Roberto Spada andrà a processo assieme al suo complice Ruben Nelson Del Puerto per l’aggressione ai giornalisti della trasmissione Nemo Daniele Piervincenzi e il film-maker Edoardo Anselmi avvenuta a Ostia il 7 novembre scorso. Lo ha deciso il gup di Roma, Maria Paola Tomaselli, che ha fissato il processo al prossimo 30 marzo. I due imputati sono accusati di lesioni e violenza privata aggravate dal metodo mafioso.
“Non provo nessun rancore. La mia preoccupazione va al territorio, serve attenzione: Ostia non va abbandonata, ce lo chiedono i cittadini”, ha detto Piervincenzi a margine dell’udienza del gup di Roma . Nel procedimento si sono costituiti parte civile Fnsi, Consiglio nazionale dell’ordine dei Giornalisti, Libera, l’Associazione Antonino Caponnetto e la Regione Lazio. “L’ammissione delle parti civili – ha concluso Piervincenzi – è un segnale importante per la difesa della categoria e della libertà di stampa”. Fuori dal tribunale di Roma si è svolto un sit-in di sostegno ai due giornalisti.
La vicenda – Inviati per il programma di Rai 2, i giornalisti erano a Ostia per intervistare Spada fuori dalla sua palestra. Dopo una domanda su Casapound, l’ex pugile ha sferrato una testata a Piervincenzi e subito dopo, insieme a Del Puerto, 29enne uruguaiano, ha inseguito i due armato, secondo i magistrati, anche di un “manganello”.
La testata sferrata da Spada ha causato a Piervincenzi la rottura del setto nasale. Arrestato pochi giorni dopo l’aggressione, davanti al gip Anna Maria Fattori, l’esponente dell’omonimo clan ha detto di esser stato provocato e ha aggiunto che il giornalista, dentro la palestra, avrebbe fatto riferimento alla “separazione del fratello in quanto maltrattava la moglie”. Per i pm della Dda, Giovanni Musarò e Ilaria Calò, si tratta di una “condotta idonea ad esercitare sui soggetti passivi quella particolare coartazione e quella conseguente intimidazione propria delle organizzazioni mafiose“. I due si trovano nelle carceri di massima sicurezza di Tolmezzo (Spada) e di Nuoro (del Puerto).

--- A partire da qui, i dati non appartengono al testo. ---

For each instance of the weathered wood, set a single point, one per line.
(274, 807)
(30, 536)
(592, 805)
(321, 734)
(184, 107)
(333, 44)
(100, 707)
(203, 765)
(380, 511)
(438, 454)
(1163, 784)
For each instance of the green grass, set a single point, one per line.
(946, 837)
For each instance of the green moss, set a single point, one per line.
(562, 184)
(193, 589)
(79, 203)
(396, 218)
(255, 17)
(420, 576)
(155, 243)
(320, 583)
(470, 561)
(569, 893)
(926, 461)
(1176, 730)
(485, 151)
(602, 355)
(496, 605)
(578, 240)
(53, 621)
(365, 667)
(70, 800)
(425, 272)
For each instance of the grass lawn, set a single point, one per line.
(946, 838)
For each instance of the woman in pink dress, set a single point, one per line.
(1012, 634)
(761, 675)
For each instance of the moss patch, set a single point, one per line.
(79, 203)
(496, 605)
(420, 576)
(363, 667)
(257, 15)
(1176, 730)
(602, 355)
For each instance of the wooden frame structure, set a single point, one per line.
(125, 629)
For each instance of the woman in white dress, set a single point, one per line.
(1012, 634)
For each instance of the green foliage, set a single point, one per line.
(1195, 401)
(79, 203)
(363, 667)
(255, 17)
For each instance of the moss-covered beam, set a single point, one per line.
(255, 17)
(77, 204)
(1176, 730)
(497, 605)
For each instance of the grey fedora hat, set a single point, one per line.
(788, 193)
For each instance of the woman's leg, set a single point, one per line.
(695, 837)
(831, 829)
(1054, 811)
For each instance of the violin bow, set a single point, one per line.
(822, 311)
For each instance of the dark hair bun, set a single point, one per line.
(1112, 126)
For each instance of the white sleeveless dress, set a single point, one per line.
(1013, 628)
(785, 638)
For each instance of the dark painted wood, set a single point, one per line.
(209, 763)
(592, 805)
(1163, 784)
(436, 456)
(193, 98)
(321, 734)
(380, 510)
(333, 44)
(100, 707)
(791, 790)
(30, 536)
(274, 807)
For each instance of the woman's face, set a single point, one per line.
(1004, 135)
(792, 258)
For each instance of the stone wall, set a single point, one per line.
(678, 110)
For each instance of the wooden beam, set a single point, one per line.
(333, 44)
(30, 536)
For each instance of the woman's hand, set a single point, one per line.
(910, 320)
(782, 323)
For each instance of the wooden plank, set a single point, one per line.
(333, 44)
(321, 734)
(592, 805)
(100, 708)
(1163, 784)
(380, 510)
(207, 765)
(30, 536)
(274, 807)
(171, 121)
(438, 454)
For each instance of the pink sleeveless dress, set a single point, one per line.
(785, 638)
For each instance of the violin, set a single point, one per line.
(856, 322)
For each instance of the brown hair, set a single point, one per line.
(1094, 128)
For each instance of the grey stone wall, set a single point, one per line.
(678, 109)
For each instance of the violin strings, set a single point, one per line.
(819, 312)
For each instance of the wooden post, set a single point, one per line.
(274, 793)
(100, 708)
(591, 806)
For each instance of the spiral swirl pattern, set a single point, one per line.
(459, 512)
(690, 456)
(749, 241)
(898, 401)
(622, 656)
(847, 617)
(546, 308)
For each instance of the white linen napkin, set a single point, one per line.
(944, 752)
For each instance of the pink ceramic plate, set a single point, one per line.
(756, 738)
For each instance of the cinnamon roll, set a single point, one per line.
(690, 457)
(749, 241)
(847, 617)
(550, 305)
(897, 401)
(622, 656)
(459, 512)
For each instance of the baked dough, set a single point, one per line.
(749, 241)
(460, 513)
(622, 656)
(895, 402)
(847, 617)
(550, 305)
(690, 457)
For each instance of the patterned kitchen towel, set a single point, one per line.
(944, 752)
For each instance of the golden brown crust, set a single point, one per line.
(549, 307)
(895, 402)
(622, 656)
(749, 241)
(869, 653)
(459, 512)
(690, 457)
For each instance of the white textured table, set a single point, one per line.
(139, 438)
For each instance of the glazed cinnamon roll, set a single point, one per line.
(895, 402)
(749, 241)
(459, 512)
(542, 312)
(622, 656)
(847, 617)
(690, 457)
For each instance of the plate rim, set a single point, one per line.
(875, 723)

Il clan Spada – L’aggravante mafiosa è stata contestata per due motivi: Spada era nel suo contesto giudicato “mafioso” da diverse sentenze e il giornalista gli poneva domande relative alla mafiosità dello stesso contesto. Il provvedimento di fermo parlava di un’azione compiuta “rivendicando il diritto di decidere chi poteva stazionare nella zona teatro dei fatti notoriamente frequentata da diversi soggetti appartenenti alla famiglia Spada”. Un clan dove, secondo i collaboratori di giustizia citati dai pm, Roberto “comanda” e “può dare ordini”.
I precedenti dell’imputato risalgono agli anni Novanta per furto e ricettazione. I magistrati citano le “dichiarazioni rese dai collaboratori di giustizia Micheal Cardoni e Tamara Ianni” che su Spada hanno reso in passato “dichiarazioni convergenti” affermando che “appartiene all’omonimo clan con un ruolo di vertice“. Entrambi sostengono che Roberto Spada “coordina il ramo del sodalizio dedito al traffico e alla cessione di sostanze stupefacenti“. Secondo i pentiti il fratello di “Romoletto”, si “è reso responsabile – è scritto nel decreto – di una estorsione aggravata dal metodo mafioso, appropriandosi di una abitazione” di una persona “che non gli aveva pagato una partita di sostanza stupefacente“.